Jenő Reich was born in 1905 in Budapest. His father was Áron Reich Lipót, a Bonyhád-born merchant, and his mother was Wolf Ilona. He had two brothers Lajos and Gyula. They lived in Budapest on the opposite side to the Hungarian Theater in Pest. This is where the first impulses probably came from, as there were no intellectual ascendants in his family.
The boy, who was weak for a long time, became stronger in his adolescence, he also took some boxing training. He was good at Hungarian Literature, German and history at school, but weak in the rest. As he did not finish high school, he could not graduate. He began acting at the age of 19. During this period he had already written poems in which the influence of Endre Ady was clearly felt.
Rejtő began his journey in the 1920s. In Western Europe, he made a living from everyday work. Then went to North Africa- which was a French colony back then. As a result of the global economic crisis that had erupted in the meantime, his family was falling into poverty. At the age of 23, his first work Pay! was published. He returned from his tour in 1930, after that he became friends with Frigyes Karinthy, another great figure of Hungarian literature.
After that, he worked as a cabaret writer in Budapest. His posthumous book called Report from Mistake contains more than 120 cabaret scenes. He worked as a translator for Nova. Among others, he translated Erich Kästner from German and Pierre Benoit’s works from French to Hungarian.

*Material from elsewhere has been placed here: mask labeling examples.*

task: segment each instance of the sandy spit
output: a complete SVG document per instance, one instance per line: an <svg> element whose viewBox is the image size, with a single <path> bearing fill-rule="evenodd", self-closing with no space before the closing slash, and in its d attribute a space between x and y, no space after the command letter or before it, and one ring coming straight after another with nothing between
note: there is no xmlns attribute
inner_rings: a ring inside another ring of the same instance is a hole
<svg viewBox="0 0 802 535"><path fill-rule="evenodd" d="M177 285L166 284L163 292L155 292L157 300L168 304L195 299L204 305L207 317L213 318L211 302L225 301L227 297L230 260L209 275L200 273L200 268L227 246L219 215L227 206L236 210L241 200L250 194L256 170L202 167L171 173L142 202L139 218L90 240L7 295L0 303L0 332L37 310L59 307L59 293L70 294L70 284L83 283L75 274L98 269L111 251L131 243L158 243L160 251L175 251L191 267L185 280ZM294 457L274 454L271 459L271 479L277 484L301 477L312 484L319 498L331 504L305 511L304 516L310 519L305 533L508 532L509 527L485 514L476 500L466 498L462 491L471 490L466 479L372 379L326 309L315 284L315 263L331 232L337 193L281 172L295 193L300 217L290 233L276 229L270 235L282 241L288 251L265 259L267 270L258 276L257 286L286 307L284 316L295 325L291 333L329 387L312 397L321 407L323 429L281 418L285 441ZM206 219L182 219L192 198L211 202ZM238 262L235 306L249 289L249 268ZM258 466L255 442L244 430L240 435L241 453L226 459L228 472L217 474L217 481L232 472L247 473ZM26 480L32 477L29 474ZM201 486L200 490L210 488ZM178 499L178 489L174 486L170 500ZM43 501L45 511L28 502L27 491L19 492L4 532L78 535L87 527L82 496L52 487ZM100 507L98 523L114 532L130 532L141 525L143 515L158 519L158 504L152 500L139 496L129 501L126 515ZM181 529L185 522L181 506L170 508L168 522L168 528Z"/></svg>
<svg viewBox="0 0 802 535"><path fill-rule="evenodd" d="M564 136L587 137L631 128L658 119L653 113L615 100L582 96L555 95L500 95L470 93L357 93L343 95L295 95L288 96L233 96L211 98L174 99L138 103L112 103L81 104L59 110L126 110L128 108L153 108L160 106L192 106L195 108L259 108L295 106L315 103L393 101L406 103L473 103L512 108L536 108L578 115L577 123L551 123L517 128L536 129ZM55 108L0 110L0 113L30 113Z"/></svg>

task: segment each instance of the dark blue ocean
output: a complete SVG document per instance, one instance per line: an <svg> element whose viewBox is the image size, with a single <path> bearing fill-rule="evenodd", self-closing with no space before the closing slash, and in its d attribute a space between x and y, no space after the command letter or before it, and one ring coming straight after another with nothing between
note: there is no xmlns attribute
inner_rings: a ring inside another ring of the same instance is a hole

He began writing small pulp fictions in addition to stage works. Between 1934 and 1940, 20 of his short stories appeared in the World City Novels series. At Nova under the pseudonym P. Howard’s 14 adventure novels, under the name of Gibson Lavery, 5 of his Wild West stories appeared in the late 1930s. He wrote under a pseudonym because of the publishing pressure, like most fiction writers around that time. It is a general expectation, or we can call it superstition, that the Hungarian audience is less receptive to the work of a writer with a Hungarian name. From 1938, humour became the main motif in his works. After Nova, his work was published by Csillag and Aurora publishers. His fans only found out in his last two years of Jenő Rejtő’s life; that he is the same person as P. Howard.